2012年(8)
分类:
2012-03-17 21:02:06
Written by leeming
这一讲是主要讲setup_arch中那个没有解释的函数解释完毕,完成setup_arch的函数,好让我们的start_kernel继续下去。
/*
* paging_init() sets up the page tables, initialises the zone memory
* maps, and sets up the zero page, bad page and bad page tables.
*这部分的主要工作建立页表,初始化内存。
*/
void __init paging_init(struct meminfo *mi, struct machine_desc *mdesc)
{
void *zero_page;
//这个函数主要是用来建立各种类型的页表选项(比如内存是MEMORY类型,设备室DEVICE,中断向量表是HIGH_VECTORS)
build_mem_type_table();
{
struct cachepolicy *cp;
//获取cp15处理器的c1寄存器位
unsigned int cr = get_cr();
unsigned int user_pgprot, kern_pgprot;
//获取处理器架构版本
int cpu_arch = cpu_architecture();
int i;
//根据处理器版本号调整cache政策,不是写缓冲区的政策
#if defined(CONFIG_CPU_DCACHE_DISABLE)
if (cachepolicy > CPOLICY_BUFFERED)
cachepolicy = CPOLICY_BUFFERED;
#elif defined(CONFIG_CPU_DCACHE_WRITETHROUGH)
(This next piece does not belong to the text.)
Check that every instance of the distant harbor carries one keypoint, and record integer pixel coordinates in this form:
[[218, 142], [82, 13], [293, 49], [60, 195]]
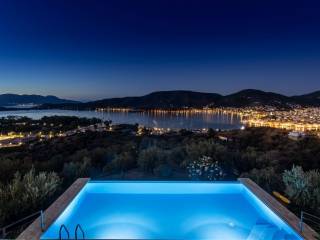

if (cachepolicy > CPOLICY_WRITETHROUGH)
cachepolicy = CPOLICY_WRITETHROUGH;
#endif
if (cpu_arch < CPU_ARCH_ARMv5) {
if (cachepolicy >= CPOLICY_WRITEALLOC)
cachepolicy = CPOLICY_WRITEBACK;
ecc_mask = 0;//因为v5前的处理器的一级描述符没有定义第9位作为保护标志位
}
if (cpu_arch <= CPU_ARCH_ARMv5TEJ) {
//mem_types是一个全局数组arch/arm/mm-armv.c,里面有所有类型
for (i = 0; i < ARRAY_SIZE(mem_types); i++) {
//prot_l1 prot_sect都是一级描述符的意思
//将一级描述符的第4位置1
if (mem_types[i].prot_l1)
mem_types[i].prot_l1 |= PMD_BIT4;
if (mem_types[i].prot_sect)
mem_types[i].prot_sect |= PMD_BIT4;
}
}
//我们的cachepolicy是3,因此相应的配置如下
// .policy = "writeback",
// .cr_mask = 0,
// .pmd = PMD_SECT_WB,
// .pte = PTE_BUFFERABLE|PTE_CACHEABLE,
cp = &cache_policies[cachepolicy];
//kern_pgprot user_pgprot是内核和用户空间的二级页表描述符
kern_pgprot = user_pgprot = cp->pte;
//以下删除了非v4t架构的高版本代码
for (i = 0; i < 16; i++) {
//这里依次获取16个默认的保护类型的值
unsigned long v = pgprot_val(protection_map[i]);
//(L_PTE_BUFFERABLE|L_PTE_CACHEABLE)这是linux pte的定义
//内核中有linux和hardware两种定义方式,为了更好的兼容性
//这里两者间是匹配的,这里将值再加上我们的设置就是
//最新的16个值,将它写回更新
v = (v & ~(L_PTE_BUFFERABLE|L_PTE_CACHEABLE)) | user_pgprot;
protection_map[i] = __pgprot(v);
}
mem_types[MT_LOW_VECTORS].prot_pte |= kern_pgprot;
mem_types[MT_HIGH_VECTORS].prot_pte |= kern_pgprot;
mem_types[MT_MINICLEAN].prot_sect &= ~PMD_SECT_TEX(1);
pgprot_kernel = __pgprot(L_PTE_PRESENT | L_PTE_YOUNG |
L_PTE_DIRTY | L_PTE_WRITE |
L_PTE_EXEC | kern_pgprot);
mem_types[MT_LOW_VECTORS].prot_l1 |= ecc_mask;
mem_types[MT_HIGH_VECTORS].prot_l1 |= ecc_mask;
mem_types[MT_MEMORY].prot_sect |= ecc_mask | cp->pmd;
mem_types[MT_ROM].prot_sect |= cp->pmd;
switch (cp->pmd) {
case PMD_SECT_WT:
mem_types[MT_CACHECLEAN].prot_sect |= PMD_SECT_WT;
break;
case PMD_SECT_WB:
case PMD_SECT_WBWA:
mem_types[MT_CACHECLEAN].prot_sect |= PMD_SECT_WB;
break;
}
//以上所有的操作都是为了给mem_types这个结构体中的各种类型中的页表参数添加上我们的要求,主要是一级页表,二级页表,ap(访问权限控制);至于domain是利用系统初始化时的值,不用我们再进行干预。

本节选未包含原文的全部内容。